Quote from: Tiplodocus on 14 October, 2012, 11:40:23 PM
Finally caught up to here with my digital program and Meg catch up.
Sad to say this will be my last Meg. Reading it all in a row makes me feel there really isn't enough in it for me to justify 72 quid a year.
There has been the odd goody recently; Number Cruncher and Cursed Earth Coburn both great. And I really like the film review chap.
But as for the other content, I just don't find reading the artist interviews engaging ("and then I dropped out of art school").
The floppies have been very power as well. Cripes, Mercy Heights and Tor Cyan were dull. And went on for so long.
But the nail in the coffin for me was American Reaper. There's the start of a good idea in there but no story. And the art s not good comic art. It doesn't tell the story well enough and as many people have said, the faces pull you out of it. Really don't think ive disliked a strip so much in a long time.
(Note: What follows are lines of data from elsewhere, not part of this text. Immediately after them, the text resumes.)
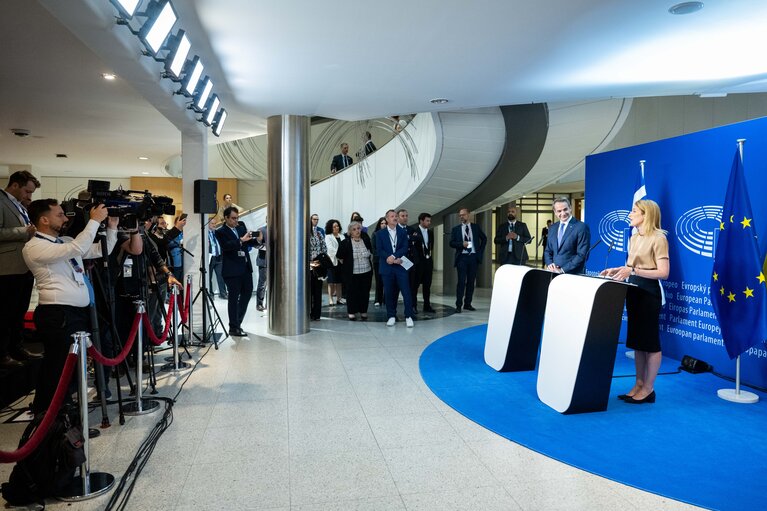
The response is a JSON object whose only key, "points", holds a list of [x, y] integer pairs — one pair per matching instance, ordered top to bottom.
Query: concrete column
{"points": [[288, 214]]}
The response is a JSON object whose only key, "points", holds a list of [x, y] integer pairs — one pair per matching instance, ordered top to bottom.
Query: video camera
{"points": [[130, 206]]}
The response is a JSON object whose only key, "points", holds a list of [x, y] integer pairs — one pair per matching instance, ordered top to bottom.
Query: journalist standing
{"points": [[15, 230], [512, 237], [236, 241], [469, 243], [567, 247], [355, 253], [647, 265], [64, 295]]}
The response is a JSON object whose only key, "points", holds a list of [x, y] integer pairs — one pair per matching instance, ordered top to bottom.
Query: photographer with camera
{"points": [[64, 291]]}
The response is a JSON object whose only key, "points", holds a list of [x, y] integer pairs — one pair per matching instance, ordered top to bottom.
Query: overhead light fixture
{"points": [[127, 8], [685, 8], [155, 31], [174, 64], [192, 79], [202, 99], [211, 110], [218, 122]]}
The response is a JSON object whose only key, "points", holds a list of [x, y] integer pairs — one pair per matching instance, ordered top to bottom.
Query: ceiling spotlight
{"points": [[126, 7], [685, 8], [157, 28], [174, 65], [192, 77], [202, 99], [212, 108], [218, 122]]}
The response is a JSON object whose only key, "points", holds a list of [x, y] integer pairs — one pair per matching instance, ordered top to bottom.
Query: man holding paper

And it seems to take up so much space.
I've had a feeling that I have been subsidising an average Meg for a long time but I'm not going to subsidise it, especially American Reaper any more.
I think next month's may be my last, and yeah, it's the inevitable return of the worst strip I've had the misfortune to read in years too that's tipped me over the edge. I'm gonna switch to
Dark Horse Presents instead I reckon for my monthly anthology fix.
Quote from: mygrimmbrother on 15 October, 2012, 12:15:53 PM
I think next month's may be my last, and yeah, it's the inevitable return of the worst strip I've had the misfortune to read in years too that's tipped me over the edge.
...it's coming BACK?! Groan. I'll ALWAYS read the meg. Tank Girl was shite but I'm glued to the house of Tharg like a limpet to a dog. The dog doesn't know I'm there, but if it did it probably wouldn't be happy about it.